The latest bit of disturbing news to come from Donald Trump’s White House is that his proposed budget for next year eliminates the National Endowment for the Arts (NEA).
For those of you unfamiliar with this agency, let me give you a brief overview…
The NEA was created by an act of the U.S. Congress in 1965. It is an independent agency set up to support artistic excellence and public outreach for the arts.
The disciplines supported by the NEA include visual arts, media, design, music, dance, theater, creative writing, art education and museum education. It also helps support state and local art communities and agencies.
In other words the NEA touches the full spectrum of art activity throughout the United States. And it does it in every geographical region – east, west, north, south, urban and rural.
What’s equally impressive is the fact that it does it all cheaply – 47 cents per American citizen per year. As of 2017 the budget for the National Endowment for the Arts is approximately $150 million, or .0004% of the total budget of the United States.
During its almost 60 year history the NEA has awarded over 140,000 grants. Most of those grants have been to small, nonprofit organizations that are required to match the funds with local contributions. An NEA grant is really seed money to help a group leverage additional funds.
Some of the programs receiving NEA grant money include:
The NEA Shakespeare program that brings professional theater to small and midsize communities.
The Poetry Out Loud program that promotes a national poetry recitation contest among high school students.
The NEA Jazz Master tour bringing musicians to local festivals and classrooms.
The NEA National Heritage Fellowships that honor folk artists and performers.
Previous recipients of NEA support include the Vietnam War Memorial Committee and the Sundance Film Festival
These are merely a few examples of the “big” programs that have received help from the NEA. The vast majority are smaller, local, one time applications such as:
The Timpanogas Symphony Orchestra of American Fork, Utah
The International Storytelling Association of Jonesborough, Tennessee
The Sesquehanna Folk Music Society of New Cumberland, Pennsylvania
The Ozark Foothills Filmfest in Locust Grove, Arkansas
In addition to providing funds for art activities the NEA also administers the National Medal of Arts awards given each year by the President. A few of the past recipients in visual arts are Ann Hamilton, John Baldessari, James Turrell, Martin Puryear, Frank Stella and Maya Lin. Popular performers include Johnny Cash, Al Pacino, Meryl Streep, Bob Dylan and the Mormon Tabernacle Choir.

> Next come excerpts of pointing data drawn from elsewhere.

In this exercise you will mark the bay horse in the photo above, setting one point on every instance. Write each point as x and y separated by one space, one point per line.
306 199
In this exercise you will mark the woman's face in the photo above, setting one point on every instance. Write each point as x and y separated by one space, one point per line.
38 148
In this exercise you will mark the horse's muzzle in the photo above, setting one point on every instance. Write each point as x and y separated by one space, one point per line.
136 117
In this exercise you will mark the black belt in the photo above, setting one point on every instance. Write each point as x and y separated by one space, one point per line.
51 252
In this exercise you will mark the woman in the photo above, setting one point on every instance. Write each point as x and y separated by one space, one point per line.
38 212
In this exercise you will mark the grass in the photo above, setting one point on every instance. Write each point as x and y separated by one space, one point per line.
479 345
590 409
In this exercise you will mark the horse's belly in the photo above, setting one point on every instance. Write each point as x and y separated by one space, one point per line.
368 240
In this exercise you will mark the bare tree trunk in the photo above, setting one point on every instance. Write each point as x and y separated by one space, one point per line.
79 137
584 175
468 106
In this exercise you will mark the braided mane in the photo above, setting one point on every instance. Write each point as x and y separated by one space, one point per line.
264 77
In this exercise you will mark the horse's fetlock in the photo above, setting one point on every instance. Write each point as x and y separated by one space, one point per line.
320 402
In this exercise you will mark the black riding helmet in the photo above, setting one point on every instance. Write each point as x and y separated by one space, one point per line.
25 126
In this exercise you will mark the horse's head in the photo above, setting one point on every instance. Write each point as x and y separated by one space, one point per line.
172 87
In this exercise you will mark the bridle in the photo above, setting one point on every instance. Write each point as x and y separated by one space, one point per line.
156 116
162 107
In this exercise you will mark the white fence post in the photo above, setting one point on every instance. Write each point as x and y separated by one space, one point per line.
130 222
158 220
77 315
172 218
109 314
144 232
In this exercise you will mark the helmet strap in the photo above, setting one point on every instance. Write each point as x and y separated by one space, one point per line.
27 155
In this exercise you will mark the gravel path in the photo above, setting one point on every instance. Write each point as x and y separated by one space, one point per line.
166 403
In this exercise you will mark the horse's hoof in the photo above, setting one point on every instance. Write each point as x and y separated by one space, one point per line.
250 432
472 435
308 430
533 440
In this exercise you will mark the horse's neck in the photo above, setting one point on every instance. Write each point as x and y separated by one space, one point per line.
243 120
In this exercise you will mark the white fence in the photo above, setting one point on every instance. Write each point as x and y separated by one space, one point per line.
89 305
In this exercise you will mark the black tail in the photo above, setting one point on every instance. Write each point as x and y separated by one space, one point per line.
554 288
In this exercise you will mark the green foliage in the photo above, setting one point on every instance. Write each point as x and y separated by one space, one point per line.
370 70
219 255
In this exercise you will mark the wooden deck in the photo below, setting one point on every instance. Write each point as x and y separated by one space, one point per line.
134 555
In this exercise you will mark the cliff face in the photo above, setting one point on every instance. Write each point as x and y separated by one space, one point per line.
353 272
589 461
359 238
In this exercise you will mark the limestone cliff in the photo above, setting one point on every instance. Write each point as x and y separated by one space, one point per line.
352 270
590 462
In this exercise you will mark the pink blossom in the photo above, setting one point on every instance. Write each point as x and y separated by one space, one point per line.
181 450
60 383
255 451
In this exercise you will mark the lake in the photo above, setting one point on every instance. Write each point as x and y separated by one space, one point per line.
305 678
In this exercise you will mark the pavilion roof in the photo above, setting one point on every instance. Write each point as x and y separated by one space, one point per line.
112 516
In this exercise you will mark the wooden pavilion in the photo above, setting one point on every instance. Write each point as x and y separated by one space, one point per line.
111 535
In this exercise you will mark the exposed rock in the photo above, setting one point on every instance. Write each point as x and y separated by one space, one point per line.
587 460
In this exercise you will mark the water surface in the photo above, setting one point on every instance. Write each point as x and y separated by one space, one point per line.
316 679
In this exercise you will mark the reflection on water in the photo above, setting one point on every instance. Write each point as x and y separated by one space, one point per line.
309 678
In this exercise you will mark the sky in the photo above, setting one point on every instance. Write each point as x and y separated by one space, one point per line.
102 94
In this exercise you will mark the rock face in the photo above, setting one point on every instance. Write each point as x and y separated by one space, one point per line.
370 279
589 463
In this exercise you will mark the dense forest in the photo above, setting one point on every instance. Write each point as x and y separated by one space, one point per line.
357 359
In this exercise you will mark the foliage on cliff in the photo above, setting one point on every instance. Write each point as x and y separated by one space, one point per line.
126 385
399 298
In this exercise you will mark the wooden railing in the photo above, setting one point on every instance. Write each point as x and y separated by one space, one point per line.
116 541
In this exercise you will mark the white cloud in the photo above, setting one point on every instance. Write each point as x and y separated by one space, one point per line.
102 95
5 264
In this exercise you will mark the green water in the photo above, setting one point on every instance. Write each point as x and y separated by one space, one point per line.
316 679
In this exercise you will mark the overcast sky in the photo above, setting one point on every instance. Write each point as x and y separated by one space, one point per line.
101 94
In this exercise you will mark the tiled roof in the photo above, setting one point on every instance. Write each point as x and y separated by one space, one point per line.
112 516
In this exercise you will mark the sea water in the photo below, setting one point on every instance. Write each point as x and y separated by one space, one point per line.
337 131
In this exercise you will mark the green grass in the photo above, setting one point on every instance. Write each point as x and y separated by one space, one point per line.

Another program that the NEA administers is the Arts and Artifacts Indemnity Program. This program is essentially an insurance policy for expensive artworks that are loaned to museums for special exhibitions – exhibitions that often travel to multiple museums around the country. Without this program it would be impossible for U.S. museums to mount shows that temporarily borrow famous artworks, objects that are often valued at tens or hundreds of millions of dollars. Think about the last museum exhibition you saw that included a French Impressionist painting or ancient Egyptian artifacts.
So what’s not to like about the National Endowment for the Arts?
Johnny Cash and the Mormon Tabernacle Choir? The Vietnam War Memorial and the Ozark Foothills Filmfest? What could be more American?
Why is this tiny Federal agency that does so much good for so many people being targeted for elimination?
Well, unfortunately conservative politicians and fundamentalist religious leaders just hate it. They have tried time and time again to eliminate the NEA. Some of them say they oppose “big government” and see this agency as excessive. Others take exception to the art and/or artists who receive funding or recognition. Some of them see the agency as a favorite program of elitist big city liberals and that alone is enough to turn them against it. And some of them just don’t think government and esthetics should mix.
To be totally fair I must acknowledge that in the late 1980s and early 90s the NEA awarded a few grants to individual artists whose work infuriated right wing politicians and religious groups. The firestorm of controversies from that time resulted in drastic budget cuts for the NEA and lots of calls for its elimination. A consequence of this tense period was the elimination of the Individual Artist Fellowship program.
But that was a long time ago and the NEA paid a significant price in order to move forward.
Now, with hardline Republicans in charge of Congress and a certifiably insane person as President, the NEA faces yet another battle for its existence.
As with most of their pet projects, the legislators who support this cut appear to have given very little thought to what it will mean for the country when we lose something as valuable as the NEA.
For them political ideology is more important than facts.